The third and last awards ceremony took place at the University of South Wales. There were mentees from Tredegar along with their teacher, Sophie Dobbs. The mentees received their respective certificates and goody bags from their teacher. The first activity was conducted by Huw Rees, a Project Management Officer for Bute Energy. Bute Energy is a Welsh renewable energy company. The session first introduced the mission and motto of Bute Energy, then explained conductors, insulators and semiconductors. The mentees then came up with solutions to connect wind farms in mid-Wales to the nearest National Grid network. It was impressive to see young minds working together to come up with a feasible and creative way to resolve a hypothetical problem. The second activity was a talk by the Rocketry Society on space and current space trends. The students were taken on a tour around the Aerospace Department and were able to see many types of equipment. One of the unforgettable experiences the mentees and I gained was experiencing the flight simulator and taking a look around the aerospace hangar. As the day drew to a close, I had the pleasure of engaging with the remarkable Sophie Dobbs, discovering her unyielding passion for sustainability. Sophie stands as one of the most dedicated and enthusiastic teachers I have ever encountered, and I walked away armed with invaluable lessons and profound insights.
As an intern, I found my interactions with various experienced mentors to be extremely beneficial and enlightening. Through engaging discussions with them, I was able to understand how these mentors brought complex concepts to life, fostering an atmosphere of curiosity and enthusiasm among students. This experience not only deepened my appreciation for the educators’ dedication to their craft but also reinforced my commitment to fostering a love for physics in future generations. I gained invaluable insights into effective methods to impart knowledge to students.
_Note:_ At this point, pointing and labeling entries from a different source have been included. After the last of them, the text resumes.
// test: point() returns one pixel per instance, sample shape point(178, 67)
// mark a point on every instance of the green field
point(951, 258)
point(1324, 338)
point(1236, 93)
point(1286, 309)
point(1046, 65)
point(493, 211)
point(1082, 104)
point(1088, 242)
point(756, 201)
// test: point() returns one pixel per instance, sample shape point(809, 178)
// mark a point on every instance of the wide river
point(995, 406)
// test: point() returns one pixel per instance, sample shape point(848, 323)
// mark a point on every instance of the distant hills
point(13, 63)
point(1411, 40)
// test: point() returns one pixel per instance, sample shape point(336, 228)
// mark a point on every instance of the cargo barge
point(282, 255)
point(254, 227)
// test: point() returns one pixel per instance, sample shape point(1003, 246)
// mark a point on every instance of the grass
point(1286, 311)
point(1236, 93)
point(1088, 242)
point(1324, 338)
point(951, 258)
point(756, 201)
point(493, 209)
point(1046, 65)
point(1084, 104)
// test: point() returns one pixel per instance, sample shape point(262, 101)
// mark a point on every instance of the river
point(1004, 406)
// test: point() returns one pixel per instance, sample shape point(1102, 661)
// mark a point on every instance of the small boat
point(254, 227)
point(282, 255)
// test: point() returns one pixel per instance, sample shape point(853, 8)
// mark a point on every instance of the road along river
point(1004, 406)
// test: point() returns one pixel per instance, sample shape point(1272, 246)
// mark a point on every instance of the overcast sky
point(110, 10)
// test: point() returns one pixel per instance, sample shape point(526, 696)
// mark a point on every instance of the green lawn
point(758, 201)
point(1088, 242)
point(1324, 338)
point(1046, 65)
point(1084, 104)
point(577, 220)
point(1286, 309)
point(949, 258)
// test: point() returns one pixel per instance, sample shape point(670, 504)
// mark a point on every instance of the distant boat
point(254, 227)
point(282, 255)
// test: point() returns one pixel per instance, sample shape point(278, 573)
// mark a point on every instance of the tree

To sum up, my internship voyage has been an enriching and enlightening adventure. Along the way, I’ve honed real-world skill sets, cultivated enduring professional connections, and gained profound insights into the ever-evolving industry. Embracing the invigorating challenges and seizing the abundant opportunities this internship offered has undoubtedly set the stage for a thriving career ahead in my chosen domain. As I reflect on this transformative experience, I am incredibly grateful to Georgie and Celina, who guided me throughout the internship.